BioWorld International Correspondent
COLOGNE, Germany - More than 1,400 delegates from across the continent gathered here last week at BIO-Europe 2004 for one-on-one meetings amid signs of a stable, but challenging economic environment for the sector.
Julia Schueler, of Ernst & Young AG's office in Mannheim, Germany, presented a snapshot of European biotech in 2004. On the positive side of the balance sheet, the initial public offering market reopened, bringing six new listings that raised about €300 million. Venture investments might reach the 2003 level of nearly €900 million.
Compared with the U.S., however, Europe is losing ground rather than gaining. Revenue in Europe will be hard pressed to reach the level of 2003, while growth in the U.S. was stronger. The net loss for European companies fell, but not as strongly as their American counterparts.
Participants in the conference drew contrasts between the macro-situation and their personal needs. While the overall European outlook gave grounds for only cautious optimism, prospects at the firm level often were more optimistic.
For example, Franz-Josef Schaefer, of the Stadtsparkasse Koeln, a public-private bank based in Cologne, highlighted the city's improving position within German biotechnology.
"The University of Cologne is the country's largest, and the home institution of the inventor of the [gene] knockout mouse," he said. More than 50 biotech companies have been founded in the area, and it has strong links to traditional large pharmaceutical companies such as Bayer, Schaefer added.
Andre Lochner, director of business development for Atugen AG, of Berlin, told BioWorld International that the company was exceeding its goals and looking forward to positive events in the coming year. He acknowledged that the outlook for the sector as a whole was challenging, but was confident about his company's direction and prospects for additional revenue and partnerships.
In a keynote presentation, Jim Mullen, CEO of Biogen Idec Inc., compared the state of the industry in the United States and Europe. He reminded the audience that Biogen Idec's roots are in Europe, as it originally was incorporated in Geneva. The story of its move (to Cambridge, Mass.), he said, is "familiar to anyone who has tried to raise money in Europe."
Asked whether he expected more companies to follow a similar path, Mullen said it was likely. However, he said there is no question that it is easier to grow a business wherever you first start.
"But," he added, "every successful European company will have to have a significant U.S. presence."
European capital markets continue to be more shallow than American markets. Venture investment is lower and the European market is still fragmented into national markets, both of which present significant challenges.

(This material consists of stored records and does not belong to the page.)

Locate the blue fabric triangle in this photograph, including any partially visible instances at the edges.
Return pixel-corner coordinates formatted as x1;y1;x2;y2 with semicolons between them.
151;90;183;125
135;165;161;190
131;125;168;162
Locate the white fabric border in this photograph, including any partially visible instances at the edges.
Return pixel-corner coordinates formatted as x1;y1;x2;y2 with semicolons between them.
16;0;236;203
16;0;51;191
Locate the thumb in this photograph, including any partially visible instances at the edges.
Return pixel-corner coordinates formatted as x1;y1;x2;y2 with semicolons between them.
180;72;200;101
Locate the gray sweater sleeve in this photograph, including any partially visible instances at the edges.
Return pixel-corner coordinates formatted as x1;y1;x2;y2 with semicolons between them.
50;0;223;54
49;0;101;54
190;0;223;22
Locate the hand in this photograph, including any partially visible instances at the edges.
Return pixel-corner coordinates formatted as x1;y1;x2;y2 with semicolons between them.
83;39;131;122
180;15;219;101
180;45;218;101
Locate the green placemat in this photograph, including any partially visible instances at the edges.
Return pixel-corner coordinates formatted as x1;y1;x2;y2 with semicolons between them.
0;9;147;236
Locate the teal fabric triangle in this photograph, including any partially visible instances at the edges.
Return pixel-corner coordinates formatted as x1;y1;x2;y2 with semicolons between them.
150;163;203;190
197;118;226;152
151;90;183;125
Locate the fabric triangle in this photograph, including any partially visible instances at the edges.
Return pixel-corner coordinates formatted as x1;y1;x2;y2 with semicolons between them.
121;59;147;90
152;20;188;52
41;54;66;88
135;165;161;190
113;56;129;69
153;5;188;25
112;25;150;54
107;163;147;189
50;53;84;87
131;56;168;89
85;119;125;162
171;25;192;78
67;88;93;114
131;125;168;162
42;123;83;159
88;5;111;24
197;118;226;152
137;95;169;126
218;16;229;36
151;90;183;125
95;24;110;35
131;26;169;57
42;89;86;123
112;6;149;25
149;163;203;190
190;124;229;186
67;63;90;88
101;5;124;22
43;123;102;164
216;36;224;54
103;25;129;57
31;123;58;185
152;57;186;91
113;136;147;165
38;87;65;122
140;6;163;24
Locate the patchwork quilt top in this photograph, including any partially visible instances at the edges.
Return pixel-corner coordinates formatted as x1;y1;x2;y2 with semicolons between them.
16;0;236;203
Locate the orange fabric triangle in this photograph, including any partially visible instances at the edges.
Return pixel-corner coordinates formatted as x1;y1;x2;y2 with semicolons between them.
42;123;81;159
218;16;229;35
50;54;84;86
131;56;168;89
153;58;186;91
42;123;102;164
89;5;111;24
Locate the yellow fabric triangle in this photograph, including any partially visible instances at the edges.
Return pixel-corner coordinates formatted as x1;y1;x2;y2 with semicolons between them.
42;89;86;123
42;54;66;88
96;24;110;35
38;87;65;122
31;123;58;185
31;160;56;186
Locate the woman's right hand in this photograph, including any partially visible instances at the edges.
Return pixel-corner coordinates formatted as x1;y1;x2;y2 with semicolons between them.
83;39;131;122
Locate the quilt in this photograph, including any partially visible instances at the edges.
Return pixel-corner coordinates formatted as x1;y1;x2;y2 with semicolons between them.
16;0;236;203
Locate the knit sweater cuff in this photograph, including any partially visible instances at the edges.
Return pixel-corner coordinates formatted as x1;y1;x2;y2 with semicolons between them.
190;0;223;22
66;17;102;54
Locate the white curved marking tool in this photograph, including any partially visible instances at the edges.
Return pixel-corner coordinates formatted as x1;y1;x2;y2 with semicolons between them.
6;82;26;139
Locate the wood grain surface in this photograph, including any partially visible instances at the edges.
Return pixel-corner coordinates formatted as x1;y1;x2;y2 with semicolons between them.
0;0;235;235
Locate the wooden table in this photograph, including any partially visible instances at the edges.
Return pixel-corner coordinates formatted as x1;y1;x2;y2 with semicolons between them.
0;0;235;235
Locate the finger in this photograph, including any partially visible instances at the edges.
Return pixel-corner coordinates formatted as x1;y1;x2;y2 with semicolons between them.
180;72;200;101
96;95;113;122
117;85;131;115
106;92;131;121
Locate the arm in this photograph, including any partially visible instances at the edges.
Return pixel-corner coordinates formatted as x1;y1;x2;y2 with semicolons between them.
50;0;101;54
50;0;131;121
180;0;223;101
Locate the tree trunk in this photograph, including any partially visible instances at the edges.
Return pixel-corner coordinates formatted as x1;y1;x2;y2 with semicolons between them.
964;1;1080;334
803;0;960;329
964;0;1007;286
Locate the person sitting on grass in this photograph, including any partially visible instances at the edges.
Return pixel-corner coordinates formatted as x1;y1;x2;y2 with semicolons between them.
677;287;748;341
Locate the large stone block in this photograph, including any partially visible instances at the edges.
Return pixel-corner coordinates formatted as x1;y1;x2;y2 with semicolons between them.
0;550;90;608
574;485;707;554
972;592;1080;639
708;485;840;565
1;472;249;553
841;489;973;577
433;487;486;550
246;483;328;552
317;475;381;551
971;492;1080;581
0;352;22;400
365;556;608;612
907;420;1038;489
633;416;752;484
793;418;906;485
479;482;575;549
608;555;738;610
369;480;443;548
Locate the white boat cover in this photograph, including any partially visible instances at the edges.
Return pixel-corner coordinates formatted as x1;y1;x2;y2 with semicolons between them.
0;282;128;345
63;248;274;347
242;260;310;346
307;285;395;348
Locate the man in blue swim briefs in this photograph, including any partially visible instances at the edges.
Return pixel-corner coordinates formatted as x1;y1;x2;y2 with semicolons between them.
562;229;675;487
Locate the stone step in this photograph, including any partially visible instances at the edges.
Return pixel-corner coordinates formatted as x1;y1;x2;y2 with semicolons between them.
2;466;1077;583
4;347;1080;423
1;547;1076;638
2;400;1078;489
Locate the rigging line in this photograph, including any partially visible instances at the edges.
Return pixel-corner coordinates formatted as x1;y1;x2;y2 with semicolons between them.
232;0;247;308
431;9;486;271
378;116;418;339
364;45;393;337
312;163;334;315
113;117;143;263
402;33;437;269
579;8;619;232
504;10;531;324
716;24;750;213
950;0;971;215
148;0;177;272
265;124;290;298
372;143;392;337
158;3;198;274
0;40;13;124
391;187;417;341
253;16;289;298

John Hodgson, of Critical I, a consultant firm based in Oxford, UK, cited three investment gaps that hindered development in the European biotechnology sector. First, European investors tend to fund early stage companies particularly poorly, compared with their U.S. counterparts. Second, they fail to support later-stage companies. Third, they provide much less support to each company that they do invest in. Hodgson suggested that eliminating those gaps would require about an additional €2.7 billion in annual investment.
"The investment pool would simply need to be bigger," Hodgson told BioWorld International. He said that many European investors are funding U.S. companies. If European companies could find ways to win back the investment that is flowing to America, that could close part of the gap.

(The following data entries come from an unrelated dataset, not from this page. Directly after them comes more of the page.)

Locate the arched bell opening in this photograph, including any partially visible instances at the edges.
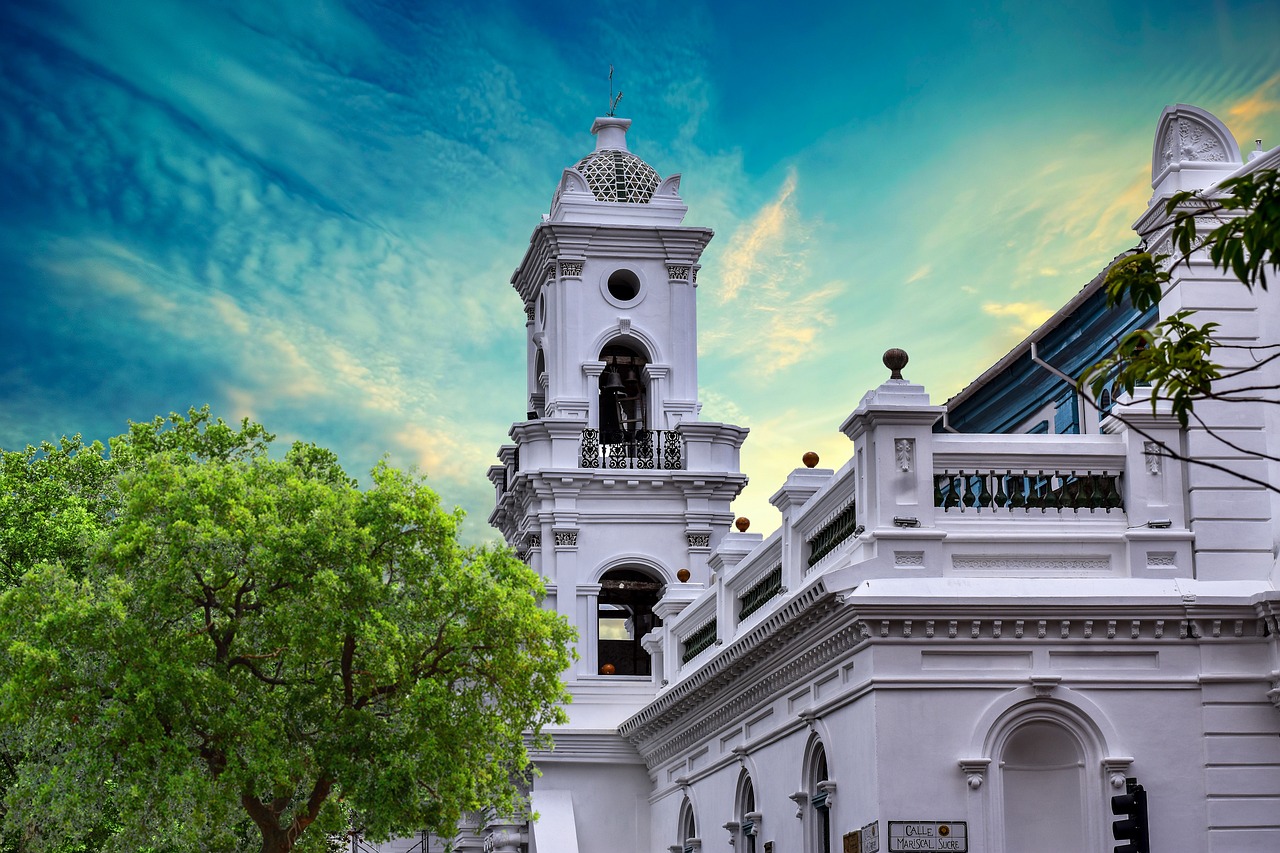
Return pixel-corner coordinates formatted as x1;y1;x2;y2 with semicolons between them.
598;342;649;444
530;347;546;418
596;567;663;676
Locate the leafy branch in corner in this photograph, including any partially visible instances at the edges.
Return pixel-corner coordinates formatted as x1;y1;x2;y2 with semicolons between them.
1083;169;1280;429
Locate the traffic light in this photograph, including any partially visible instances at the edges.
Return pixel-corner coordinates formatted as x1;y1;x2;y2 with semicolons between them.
1111;777;1150;853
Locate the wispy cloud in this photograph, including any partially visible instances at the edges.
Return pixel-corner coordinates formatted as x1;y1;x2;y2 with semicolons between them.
1226;72;1280;126
905;264;932;284
705;171;841;374
982;301;1054;337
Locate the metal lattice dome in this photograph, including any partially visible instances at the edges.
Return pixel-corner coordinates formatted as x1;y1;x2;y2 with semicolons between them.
573;148;660;203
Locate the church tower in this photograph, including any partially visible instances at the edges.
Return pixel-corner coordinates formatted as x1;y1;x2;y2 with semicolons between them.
487;116;748;850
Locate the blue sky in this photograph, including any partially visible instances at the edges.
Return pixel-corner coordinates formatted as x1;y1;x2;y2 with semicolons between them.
3;0;1279;541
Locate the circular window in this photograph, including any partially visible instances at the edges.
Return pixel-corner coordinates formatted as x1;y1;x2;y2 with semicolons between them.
607;269;641;302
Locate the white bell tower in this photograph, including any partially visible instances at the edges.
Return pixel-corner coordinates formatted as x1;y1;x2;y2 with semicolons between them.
487;120;748;826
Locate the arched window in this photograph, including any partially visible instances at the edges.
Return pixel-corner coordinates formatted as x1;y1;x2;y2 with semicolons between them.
679;798;698;853
596;568;664;676
1000;721;1087;852
805;740;832;853
598;343;648;443
737;773;759;853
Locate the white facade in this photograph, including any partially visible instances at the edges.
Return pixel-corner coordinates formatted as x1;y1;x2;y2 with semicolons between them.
469;105;1280;853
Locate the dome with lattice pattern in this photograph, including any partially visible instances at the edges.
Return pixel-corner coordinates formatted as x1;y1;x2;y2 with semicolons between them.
573;148;661;203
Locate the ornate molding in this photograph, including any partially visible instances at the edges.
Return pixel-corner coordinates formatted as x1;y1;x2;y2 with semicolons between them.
554;529;578;548
958;758;991;790
1102;757;1134;789
638;619;858;767
1143;441;1162;475
558;260;583;278
1160;114;1228;166
687;531;711;550
667;264;691;281
895;438;914;472
950;555;1110;574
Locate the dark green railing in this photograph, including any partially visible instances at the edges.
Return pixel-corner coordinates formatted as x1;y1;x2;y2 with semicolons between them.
738;565;783;620
806;501;858;568
935;470;1124;512
680;618;718;664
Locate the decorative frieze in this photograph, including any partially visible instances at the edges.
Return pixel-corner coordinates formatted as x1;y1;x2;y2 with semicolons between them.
558;260;583;278
951;556;1110;574
687;532;711;550
667;264;691;281
852;615;1258;643
554;530;578;548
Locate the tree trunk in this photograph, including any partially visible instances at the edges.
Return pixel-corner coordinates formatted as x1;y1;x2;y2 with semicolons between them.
242;775;333;853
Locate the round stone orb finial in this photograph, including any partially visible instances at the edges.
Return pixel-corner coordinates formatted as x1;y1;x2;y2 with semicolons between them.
676;568;691;583
883;348;909;380
735;517;750;532
802;451;820;468
600;663;616;675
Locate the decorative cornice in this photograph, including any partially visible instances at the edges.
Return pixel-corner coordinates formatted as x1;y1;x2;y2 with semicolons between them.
619;580;839;741
853;614;1262;643
639;618;858;768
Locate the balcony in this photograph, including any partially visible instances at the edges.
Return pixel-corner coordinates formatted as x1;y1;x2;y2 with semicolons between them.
579;428;684;470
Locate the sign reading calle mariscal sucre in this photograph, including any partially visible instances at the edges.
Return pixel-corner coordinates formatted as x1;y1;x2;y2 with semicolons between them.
887;822;967;852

Addressing a specifically German context, Norbert Walter-Borjans, a high-ranking civil servant in the state government of North-Rhine Westphalia, cited the collapse of the Neuer Markt as a reason many investors shied away from the sector. Losses of more than 90 percent after the market's precipitous drop in 2000 made new investments difficult to justify. Public confidence, he said, has been hurt and will take time to rebuild.

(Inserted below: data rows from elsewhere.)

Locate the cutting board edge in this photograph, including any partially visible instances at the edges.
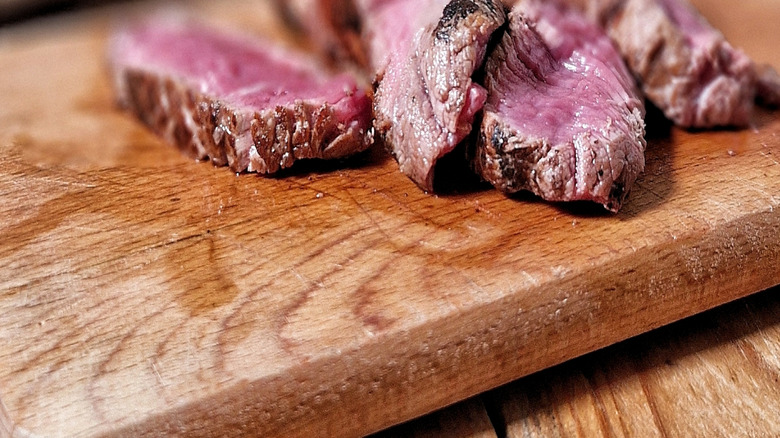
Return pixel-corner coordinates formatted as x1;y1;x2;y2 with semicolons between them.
78;207;780;438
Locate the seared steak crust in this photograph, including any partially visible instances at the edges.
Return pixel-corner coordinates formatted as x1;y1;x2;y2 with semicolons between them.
119;70;369;174
373;0;506;190
478;115;643;212
436;0;484;38
475;1;646;212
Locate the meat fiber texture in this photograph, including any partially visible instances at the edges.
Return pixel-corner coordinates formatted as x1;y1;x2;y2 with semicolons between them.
561;0;780;128
110;17;373;174
475;0;646;212
367;0;506;191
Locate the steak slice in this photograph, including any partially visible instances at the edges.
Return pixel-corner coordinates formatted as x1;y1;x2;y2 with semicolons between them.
475;0;646;212
369;0;506;190
109;18;373;174
562;0;780;128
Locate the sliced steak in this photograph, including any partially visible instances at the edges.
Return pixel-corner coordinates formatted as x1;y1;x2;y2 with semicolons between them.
475;0;646;212
369;0;506;190
109;18;373;174
562;0;780;128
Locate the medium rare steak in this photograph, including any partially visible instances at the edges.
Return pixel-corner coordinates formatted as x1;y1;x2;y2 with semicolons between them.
561;0;780;128
110;18;373;174
475;0;646;212
369;0;506;190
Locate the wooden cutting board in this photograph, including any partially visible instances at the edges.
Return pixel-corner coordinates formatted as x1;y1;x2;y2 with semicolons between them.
2;0;780;436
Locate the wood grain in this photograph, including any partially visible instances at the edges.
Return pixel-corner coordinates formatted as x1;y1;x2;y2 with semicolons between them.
1;1;780;437
382;286;780;437
476;284;780;438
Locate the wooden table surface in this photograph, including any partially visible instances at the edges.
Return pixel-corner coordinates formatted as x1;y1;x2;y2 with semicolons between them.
1;0;780;437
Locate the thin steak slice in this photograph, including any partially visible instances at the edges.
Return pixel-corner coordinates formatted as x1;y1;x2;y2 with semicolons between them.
475;0;646;212
110;18;373;174
562;0;780;128
367;0;506;191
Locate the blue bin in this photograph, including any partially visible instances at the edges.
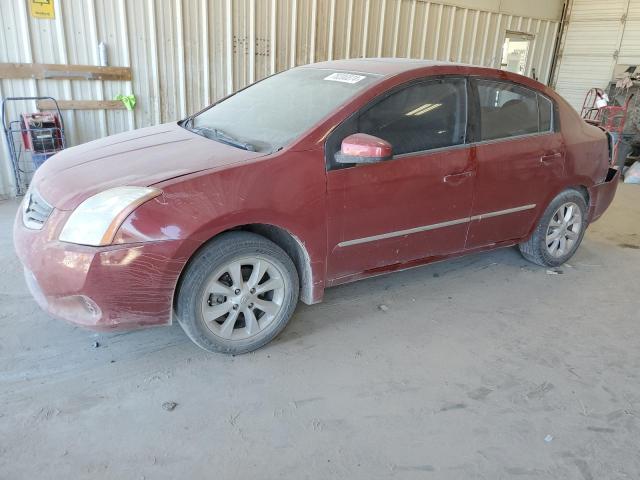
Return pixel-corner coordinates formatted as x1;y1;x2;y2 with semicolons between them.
32;153;55;169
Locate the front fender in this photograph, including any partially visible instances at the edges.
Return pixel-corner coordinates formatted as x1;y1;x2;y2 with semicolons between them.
112;151;328;303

However, the German market is the destination of the largest amount of venture investment in Europe, with about €200 million committed so far this year. The UK is second with about €180 million. France and Switzerland rank third and fourth, respectively.
In a sign of increasing market maturity, the amount of intra-European biotechnology alliances has increased in 2004. Last year, according to figures from Ernst and Young, Europe-U.S. alliances were about as numerous as intra-European alliances. In the first nine months of this year, deals within Europe have made up 53 percent of the total, while Europe-U.S. deals have accounted for only 39 percent.
Finally, Wills Hugh-Wilson, of the EBE trade association, sees signs of a better regulatory environment on the way at the European Agency for the Evaluation of Medicinal Products.
"They are working on improving the approval process in ways that will particularly help biotech companies," she said. Changes include possible reductions in the fees the agency charges and increased transparency throughout the approval process.